EVERY DAY at that very hour, Bianka walks along the park avenue with her governess. What can I say about Bianka? How can I describe her? I only know that she is wonderfully in harmony with herself, that she fulfils her programme, leaving nothing left over. My heart seized by profound joy, I see her anew each time as she merges step after step, as nimble as a dancer, with her essence, as she unwittingly hits the target, dead centre, with her every movement.

 

 

    She walks with a very ordinary, moderate grace, but with a simplicity that seizes the heart.
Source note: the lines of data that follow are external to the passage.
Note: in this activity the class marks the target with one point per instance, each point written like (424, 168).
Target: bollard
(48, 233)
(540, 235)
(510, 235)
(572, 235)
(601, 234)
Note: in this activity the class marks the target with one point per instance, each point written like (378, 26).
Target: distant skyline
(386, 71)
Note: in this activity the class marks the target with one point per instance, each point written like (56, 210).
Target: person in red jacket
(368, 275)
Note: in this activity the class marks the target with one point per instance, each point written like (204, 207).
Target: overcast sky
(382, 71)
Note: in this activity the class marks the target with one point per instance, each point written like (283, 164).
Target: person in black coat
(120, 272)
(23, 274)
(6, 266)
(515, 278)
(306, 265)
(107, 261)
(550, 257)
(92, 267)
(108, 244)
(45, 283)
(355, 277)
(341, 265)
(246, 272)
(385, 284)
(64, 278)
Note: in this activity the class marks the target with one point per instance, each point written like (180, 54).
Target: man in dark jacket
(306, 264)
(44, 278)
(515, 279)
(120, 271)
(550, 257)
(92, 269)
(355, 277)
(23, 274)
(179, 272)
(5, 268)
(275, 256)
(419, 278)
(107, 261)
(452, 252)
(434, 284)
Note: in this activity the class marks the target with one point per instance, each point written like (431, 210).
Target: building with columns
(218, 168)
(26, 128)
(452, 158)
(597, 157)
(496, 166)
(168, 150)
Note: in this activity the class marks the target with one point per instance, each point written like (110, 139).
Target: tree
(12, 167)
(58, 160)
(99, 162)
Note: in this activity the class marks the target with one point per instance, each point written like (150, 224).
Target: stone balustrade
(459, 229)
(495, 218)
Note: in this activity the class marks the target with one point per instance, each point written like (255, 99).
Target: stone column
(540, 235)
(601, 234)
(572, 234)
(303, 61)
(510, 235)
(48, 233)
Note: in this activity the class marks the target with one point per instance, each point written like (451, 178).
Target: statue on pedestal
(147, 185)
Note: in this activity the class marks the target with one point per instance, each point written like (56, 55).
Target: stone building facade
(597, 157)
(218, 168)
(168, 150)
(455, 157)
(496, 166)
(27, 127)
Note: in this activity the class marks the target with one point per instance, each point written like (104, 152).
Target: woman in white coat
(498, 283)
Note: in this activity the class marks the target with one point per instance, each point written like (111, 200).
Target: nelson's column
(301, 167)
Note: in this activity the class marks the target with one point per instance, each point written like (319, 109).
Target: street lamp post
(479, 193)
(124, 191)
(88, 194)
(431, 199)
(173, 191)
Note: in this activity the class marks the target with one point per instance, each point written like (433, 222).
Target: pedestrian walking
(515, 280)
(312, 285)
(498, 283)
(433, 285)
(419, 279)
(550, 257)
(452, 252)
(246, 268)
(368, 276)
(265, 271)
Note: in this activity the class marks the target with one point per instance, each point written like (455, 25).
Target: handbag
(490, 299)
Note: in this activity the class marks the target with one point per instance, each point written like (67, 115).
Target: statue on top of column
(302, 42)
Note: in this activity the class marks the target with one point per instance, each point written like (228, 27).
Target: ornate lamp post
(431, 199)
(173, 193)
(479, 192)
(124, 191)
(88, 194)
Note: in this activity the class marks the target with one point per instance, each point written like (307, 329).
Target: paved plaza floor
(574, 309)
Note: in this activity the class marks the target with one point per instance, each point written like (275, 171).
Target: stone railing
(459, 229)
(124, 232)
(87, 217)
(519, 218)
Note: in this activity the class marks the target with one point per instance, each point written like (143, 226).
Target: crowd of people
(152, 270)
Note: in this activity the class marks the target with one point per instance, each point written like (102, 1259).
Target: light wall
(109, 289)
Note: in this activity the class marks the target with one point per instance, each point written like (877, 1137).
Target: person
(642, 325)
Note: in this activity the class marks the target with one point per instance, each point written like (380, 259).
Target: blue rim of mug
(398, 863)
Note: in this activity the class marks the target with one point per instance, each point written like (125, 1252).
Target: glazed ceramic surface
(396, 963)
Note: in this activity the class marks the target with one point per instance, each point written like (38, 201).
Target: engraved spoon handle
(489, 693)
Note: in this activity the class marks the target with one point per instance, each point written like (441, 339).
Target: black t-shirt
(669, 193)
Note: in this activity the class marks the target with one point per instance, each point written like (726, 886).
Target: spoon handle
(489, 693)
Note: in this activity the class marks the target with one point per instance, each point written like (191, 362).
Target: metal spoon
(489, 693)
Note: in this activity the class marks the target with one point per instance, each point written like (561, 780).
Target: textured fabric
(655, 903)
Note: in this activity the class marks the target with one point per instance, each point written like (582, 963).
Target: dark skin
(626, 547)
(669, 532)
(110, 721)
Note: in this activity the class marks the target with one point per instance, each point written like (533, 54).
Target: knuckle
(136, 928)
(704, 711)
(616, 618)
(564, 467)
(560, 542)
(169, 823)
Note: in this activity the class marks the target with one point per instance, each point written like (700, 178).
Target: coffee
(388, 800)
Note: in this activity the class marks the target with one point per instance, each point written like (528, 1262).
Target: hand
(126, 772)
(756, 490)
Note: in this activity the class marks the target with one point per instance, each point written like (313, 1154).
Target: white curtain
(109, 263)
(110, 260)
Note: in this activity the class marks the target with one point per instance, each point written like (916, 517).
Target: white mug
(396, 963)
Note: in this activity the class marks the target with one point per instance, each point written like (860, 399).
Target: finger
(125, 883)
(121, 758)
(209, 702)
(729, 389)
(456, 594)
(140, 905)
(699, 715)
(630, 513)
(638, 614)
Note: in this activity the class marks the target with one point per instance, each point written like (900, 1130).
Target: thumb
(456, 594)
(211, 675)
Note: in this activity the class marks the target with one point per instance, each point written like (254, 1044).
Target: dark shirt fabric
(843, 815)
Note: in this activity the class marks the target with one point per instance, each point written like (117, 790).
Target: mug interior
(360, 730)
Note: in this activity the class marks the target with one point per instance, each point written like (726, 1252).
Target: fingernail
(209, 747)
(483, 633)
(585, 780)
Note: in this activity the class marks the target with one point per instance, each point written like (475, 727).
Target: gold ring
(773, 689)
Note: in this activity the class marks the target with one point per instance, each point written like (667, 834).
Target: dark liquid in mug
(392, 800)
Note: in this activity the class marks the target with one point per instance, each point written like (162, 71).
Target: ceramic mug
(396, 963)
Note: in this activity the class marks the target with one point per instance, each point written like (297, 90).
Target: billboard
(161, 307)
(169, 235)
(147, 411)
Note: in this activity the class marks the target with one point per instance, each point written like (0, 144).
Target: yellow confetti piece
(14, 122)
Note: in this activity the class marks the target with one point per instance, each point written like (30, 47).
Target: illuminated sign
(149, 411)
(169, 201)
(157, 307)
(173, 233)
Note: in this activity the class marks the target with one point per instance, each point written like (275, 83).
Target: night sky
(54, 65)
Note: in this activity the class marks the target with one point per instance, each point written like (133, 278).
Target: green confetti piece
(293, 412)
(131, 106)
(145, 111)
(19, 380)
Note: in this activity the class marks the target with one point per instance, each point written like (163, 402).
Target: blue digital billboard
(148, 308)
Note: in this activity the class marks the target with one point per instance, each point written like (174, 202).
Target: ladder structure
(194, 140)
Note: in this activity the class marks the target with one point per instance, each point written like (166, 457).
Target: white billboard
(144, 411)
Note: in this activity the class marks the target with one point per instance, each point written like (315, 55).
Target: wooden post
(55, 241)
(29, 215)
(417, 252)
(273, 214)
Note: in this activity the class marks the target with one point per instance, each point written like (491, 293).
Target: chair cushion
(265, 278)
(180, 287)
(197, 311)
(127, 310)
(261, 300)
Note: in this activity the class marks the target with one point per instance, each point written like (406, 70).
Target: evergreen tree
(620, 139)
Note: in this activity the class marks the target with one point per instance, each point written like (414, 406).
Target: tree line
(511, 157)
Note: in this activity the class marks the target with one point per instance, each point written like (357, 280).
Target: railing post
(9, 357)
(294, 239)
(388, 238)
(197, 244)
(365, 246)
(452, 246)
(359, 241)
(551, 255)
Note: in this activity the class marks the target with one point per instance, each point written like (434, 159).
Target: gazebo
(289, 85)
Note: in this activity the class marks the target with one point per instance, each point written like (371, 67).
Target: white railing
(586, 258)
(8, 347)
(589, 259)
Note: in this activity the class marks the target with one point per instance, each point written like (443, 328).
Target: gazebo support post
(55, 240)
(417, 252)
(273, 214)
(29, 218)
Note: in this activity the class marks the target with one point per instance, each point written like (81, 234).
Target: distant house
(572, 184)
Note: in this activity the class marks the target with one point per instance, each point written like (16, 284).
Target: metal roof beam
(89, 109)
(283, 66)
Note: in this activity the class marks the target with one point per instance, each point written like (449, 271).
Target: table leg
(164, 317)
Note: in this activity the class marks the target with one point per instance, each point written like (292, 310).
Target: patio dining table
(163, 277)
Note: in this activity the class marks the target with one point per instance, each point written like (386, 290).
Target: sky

And my heart contracts with happiness that she is so simply able, without artfulness or effort, to be Bianka.
    Once, she slowly raised her eyes to me, and the wisdom of that look penetrated me to the core, pierced me through and through like an arrow. From that time onward, I have known that nothing is a secret to her, that she has known all of my thoughts from the outset. From that moment onward, I have placed myself absolutely and unrestrictedly at her disposal. This she accepted, with a barely perceptible lowering of the eyelids. It happened without discussion, in passing, in a single glance.
    When I try to summon an image of her, all I can see is a single detail, nothing significant: the chapped skin of her knees, like a boy’s, which is deeply moving, and leads my thoughts into agonising defiles of contradiction, between thrilling antinomies. Everything else, above and below, is transcendental and inconceivable.